555 Days Towards Level 9000: Day 38.
If you know me, you know that I don’t want any children of my own. In fact, I don’t like most children at all. Loud, obnoxious, irritating, poorly raised… and I want no part of it.
There are exceptions of course. My niece and nephew are the best children in the world. This is partially because they are my niece and nephew. This is also because they remind me of my own childhood via the awareness and wonder they exhibit. There are six years between them, so I get to be a part of the spectrum of their experiences.
I also really enjoy having them around.
There are other children I’ve met who exhibit similar wonderment and are enjoyable to be around. So not all children are horrible. Just most of them. Hah!
Paddington Bear, a remnant of my childhood.
555 Days Towards Level 9000: Day 37.
You can’t fight exhaustion. Recharge. Embrace sleep. I know I am tonight.
555 Days Towards Level 9000: Day 36.
When more than one person, who have no relation or association in Life besides being people you know, tell you the same thing, it’s worth listening to and considering.
Multiple people have told me recently that I wear my heart on my sleeve.
I haven’t always done this. For most of my Life, I have been walled up Mike, relating nothing about myself, being steely and generally unpleasant to be around.
Then that changed while I was doing my “365 Days of Gratitude” project, which ended back in November. In the process of this project, I learned to be open, authentic and, yes, wear my heart on my sleeve.
Now I’ll tell you exactly what I think, exactly how I feel. I’ll plop my heart down right in front of you. No bullshit.
And I’m happier living this way. So if you meet and interact with me, be prepared. I’m wearing my heart on my sleeve.
No wine, guess I’ll drink the canned corn.
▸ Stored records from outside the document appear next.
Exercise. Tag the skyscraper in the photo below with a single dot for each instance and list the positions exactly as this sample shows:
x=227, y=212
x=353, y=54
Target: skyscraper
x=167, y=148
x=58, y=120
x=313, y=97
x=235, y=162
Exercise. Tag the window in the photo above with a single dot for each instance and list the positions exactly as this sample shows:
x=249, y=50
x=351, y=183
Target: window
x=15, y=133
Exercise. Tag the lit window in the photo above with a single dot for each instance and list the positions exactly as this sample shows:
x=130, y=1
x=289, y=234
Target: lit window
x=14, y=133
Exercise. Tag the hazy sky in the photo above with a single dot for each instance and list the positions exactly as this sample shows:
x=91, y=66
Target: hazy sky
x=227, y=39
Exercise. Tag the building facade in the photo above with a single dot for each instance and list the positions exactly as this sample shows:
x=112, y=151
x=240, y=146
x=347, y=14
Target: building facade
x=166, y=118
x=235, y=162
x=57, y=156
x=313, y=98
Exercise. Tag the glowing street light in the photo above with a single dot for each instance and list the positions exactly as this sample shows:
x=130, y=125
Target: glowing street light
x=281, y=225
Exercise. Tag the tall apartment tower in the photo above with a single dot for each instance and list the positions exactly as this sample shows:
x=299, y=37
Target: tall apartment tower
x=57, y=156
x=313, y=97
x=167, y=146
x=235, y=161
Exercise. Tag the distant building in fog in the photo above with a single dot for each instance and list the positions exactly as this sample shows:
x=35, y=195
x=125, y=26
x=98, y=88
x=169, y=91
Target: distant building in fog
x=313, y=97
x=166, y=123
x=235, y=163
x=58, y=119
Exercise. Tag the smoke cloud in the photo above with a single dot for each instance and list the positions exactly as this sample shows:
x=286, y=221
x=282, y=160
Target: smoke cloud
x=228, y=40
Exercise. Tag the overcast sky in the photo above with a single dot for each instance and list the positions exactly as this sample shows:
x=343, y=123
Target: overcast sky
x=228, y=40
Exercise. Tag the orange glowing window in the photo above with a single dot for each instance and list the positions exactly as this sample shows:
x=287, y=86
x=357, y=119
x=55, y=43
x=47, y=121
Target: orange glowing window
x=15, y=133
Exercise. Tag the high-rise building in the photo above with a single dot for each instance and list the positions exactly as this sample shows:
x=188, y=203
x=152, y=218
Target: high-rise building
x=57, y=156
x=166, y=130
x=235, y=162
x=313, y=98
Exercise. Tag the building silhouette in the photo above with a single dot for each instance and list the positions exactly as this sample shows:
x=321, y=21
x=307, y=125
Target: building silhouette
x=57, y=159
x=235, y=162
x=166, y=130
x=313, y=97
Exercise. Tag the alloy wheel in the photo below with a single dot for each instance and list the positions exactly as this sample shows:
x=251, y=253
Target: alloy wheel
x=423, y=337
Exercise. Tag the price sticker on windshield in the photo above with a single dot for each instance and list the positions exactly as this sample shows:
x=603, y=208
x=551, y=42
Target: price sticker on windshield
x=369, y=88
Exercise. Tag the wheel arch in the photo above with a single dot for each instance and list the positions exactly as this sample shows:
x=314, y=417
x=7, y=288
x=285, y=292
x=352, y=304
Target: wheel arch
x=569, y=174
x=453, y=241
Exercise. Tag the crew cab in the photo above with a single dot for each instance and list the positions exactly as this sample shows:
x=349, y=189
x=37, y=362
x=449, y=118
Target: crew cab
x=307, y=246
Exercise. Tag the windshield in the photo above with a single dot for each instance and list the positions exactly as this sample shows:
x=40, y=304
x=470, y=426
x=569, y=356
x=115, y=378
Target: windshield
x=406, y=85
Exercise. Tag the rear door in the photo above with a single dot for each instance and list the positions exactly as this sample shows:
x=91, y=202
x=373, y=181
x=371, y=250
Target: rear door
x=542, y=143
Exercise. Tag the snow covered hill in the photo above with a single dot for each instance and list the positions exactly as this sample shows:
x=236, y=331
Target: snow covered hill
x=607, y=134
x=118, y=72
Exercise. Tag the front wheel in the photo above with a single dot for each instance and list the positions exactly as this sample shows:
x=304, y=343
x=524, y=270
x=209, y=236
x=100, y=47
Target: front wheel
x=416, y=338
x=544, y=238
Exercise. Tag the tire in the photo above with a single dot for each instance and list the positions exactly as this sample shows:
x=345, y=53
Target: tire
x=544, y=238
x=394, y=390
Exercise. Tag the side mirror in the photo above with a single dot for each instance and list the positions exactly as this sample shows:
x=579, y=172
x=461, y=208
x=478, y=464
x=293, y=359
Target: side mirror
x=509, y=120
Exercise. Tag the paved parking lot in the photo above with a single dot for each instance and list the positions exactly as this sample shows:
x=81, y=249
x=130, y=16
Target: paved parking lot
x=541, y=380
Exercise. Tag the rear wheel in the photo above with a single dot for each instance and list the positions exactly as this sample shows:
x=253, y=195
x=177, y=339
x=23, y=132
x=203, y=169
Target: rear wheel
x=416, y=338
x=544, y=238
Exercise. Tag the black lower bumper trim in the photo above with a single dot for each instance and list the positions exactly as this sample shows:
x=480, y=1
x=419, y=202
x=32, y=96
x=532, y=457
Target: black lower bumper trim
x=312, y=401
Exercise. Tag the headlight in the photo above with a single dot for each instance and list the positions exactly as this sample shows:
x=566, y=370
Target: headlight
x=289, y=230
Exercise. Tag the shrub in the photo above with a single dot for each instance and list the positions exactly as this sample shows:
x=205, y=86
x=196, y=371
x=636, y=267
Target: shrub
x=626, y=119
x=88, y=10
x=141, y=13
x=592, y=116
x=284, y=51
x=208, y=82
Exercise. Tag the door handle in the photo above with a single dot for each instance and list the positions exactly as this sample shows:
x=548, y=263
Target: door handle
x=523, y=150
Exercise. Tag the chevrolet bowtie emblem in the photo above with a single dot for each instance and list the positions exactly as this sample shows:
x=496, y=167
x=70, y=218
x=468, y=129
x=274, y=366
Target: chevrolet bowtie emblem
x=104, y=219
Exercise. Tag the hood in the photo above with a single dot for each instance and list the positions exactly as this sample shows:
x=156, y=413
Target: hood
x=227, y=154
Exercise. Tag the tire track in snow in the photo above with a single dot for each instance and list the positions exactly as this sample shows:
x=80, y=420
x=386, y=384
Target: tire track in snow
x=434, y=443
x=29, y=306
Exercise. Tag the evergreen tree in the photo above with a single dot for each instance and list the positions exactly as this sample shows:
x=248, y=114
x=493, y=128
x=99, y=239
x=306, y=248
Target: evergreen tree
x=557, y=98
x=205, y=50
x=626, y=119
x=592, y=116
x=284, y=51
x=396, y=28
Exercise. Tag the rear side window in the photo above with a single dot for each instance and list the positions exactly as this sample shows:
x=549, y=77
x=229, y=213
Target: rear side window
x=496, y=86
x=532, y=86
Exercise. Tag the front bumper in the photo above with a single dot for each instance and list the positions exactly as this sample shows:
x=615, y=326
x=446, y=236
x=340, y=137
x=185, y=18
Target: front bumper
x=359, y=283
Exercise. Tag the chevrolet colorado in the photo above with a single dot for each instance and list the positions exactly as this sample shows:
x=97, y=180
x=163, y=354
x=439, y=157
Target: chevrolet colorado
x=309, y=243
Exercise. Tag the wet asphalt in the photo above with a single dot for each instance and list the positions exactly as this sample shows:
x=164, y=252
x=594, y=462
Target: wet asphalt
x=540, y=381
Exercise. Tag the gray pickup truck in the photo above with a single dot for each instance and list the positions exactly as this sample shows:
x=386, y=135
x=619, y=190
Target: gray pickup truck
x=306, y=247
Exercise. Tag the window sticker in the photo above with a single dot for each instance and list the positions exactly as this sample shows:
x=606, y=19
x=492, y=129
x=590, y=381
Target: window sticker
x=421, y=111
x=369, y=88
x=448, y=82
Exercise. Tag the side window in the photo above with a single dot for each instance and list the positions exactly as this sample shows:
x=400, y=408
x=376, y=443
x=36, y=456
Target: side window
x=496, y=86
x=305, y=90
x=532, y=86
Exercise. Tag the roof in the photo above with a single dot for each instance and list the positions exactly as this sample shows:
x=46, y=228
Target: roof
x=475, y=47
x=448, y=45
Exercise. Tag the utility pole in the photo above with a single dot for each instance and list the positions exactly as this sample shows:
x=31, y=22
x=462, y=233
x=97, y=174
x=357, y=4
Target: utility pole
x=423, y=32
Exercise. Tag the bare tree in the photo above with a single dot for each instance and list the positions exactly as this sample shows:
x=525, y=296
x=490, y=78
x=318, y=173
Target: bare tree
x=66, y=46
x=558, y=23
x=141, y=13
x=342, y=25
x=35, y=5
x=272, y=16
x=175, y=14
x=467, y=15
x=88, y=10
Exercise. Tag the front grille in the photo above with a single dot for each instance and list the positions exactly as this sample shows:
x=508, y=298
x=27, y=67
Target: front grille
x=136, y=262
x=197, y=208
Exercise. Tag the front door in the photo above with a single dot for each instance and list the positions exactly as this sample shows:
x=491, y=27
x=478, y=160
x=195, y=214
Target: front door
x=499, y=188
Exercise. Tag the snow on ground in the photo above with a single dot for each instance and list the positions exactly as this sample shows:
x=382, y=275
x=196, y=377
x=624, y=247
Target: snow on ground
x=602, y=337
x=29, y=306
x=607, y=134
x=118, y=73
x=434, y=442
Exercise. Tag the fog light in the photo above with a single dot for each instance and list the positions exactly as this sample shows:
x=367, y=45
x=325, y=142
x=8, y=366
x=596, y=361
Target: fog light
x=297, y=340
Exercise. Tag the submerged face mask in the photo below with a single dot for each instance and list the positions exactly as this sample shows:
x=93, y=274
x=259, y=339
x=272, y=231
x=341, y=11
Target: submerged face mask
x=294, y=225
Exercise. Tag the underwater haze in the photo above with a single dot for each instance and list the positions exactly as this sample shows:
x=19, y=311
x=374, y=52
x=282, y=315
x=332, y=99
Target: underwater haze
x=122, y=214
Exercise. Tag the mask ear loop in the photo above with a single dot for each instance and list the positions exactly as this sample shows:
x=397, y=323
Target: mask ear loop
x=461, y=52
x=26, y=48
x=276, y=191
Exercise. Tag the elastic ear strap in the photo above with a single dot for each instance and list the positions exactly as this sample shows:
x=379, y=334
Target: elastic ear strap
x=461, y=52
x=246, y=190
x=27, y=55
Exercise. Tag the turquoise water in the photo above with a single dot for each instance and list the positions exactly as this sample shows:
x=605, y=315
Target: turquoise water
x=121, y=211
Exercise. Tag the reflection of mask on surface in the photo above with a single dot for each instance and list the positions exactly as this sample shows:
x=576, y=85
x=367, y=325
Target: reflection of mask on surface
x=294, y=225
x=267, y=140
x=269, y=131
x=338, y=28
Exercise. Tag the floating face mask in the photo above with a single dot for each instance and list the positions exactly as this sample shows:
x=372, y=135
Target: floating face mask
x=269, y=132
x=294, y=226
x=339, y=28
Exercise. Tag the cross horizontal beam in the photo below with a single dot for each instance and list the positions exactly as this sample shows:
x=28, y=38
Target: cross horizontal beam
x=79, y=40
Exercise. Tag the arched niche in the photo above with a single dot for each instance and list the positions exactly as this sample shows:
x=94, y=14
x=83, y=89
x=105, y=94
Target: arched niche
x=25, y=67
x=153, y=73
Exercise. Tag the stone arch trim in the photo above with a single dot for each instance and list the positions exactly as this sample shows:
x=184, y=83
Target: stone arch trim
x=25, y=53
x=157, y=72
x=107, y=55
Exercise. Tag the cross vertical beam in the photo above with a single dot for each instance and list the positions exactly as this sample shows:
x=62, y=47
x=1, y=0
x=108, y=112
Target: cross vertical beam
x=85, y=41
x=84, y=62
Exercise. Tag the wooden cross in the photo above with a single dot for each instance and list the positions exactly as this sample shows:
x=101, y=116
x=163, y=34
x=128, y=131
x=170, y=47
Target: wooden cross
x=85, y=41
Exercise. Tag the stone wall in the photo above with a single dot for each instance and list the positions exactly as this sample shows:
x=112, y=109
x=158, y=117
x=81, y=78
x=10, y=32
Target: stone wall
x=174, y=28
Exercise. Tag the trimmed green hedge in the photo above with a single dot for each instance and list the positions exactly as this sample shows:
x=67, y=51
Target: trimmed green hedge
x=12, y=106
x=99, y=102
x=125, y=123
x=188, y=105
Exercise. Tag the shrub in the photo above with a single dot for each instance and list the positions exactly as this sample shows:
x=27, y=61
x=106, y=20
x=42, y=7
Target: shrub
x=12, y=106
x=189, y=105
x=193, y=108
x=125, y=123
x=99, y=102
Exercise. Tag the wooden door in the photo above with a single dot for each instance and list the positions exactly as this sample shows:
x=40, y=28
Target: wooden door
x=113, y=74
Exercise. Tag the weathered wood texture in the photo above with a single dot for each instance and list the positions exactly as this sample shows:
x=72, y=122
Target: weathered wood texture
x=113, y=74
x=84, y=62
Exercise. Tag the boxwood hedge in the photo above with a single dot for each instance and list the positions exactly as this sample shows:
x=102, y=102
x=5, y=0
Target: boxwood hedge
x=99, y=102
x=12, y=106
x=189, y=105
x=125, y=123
Sigh.
555 Days Towards Level 9000: Day 35.
This is the process by which people of adult age engage in activities that they would likely rather not be doing. This can be working, paying bills and other unfulfilling actions.
And that’s okay. Because we’re adults. We know we have responsibilities. And we take care of those responsibilities. By adulting.
I just finished adulting for the day. I’m beat. And that’s okay too. As soon as I finish publishing this, I’m going to engage in a recovery meditation that involves me putting my head on my pillow and knocking out.
555 Days Towards Level 9000: Day 34.
What is meant by “merely existing” or to “merely exist”?
We are merely existing when we follow the same routine every day, day in and day out, with no change, no alteration. Nothing new. Nothing exciting. Nothing even slightly different.
We merely exist in a situation with a thing, experience or person that isn’t working any longer. We stick with it for nostalgia’s sake, or because we invested so much time in it, or because we have such fond memories of good times. So we hang out. And keep hanging out. Merely existing. While time floats on by.
We are merely existing when we aren’t following our passions, living as our hearts cry out to to.
I spent a great deal of my Lifetime merely existing. Never again. Come on, Life, bring it on. Whatever you throw at me, I’ll take it and LIVE the experience.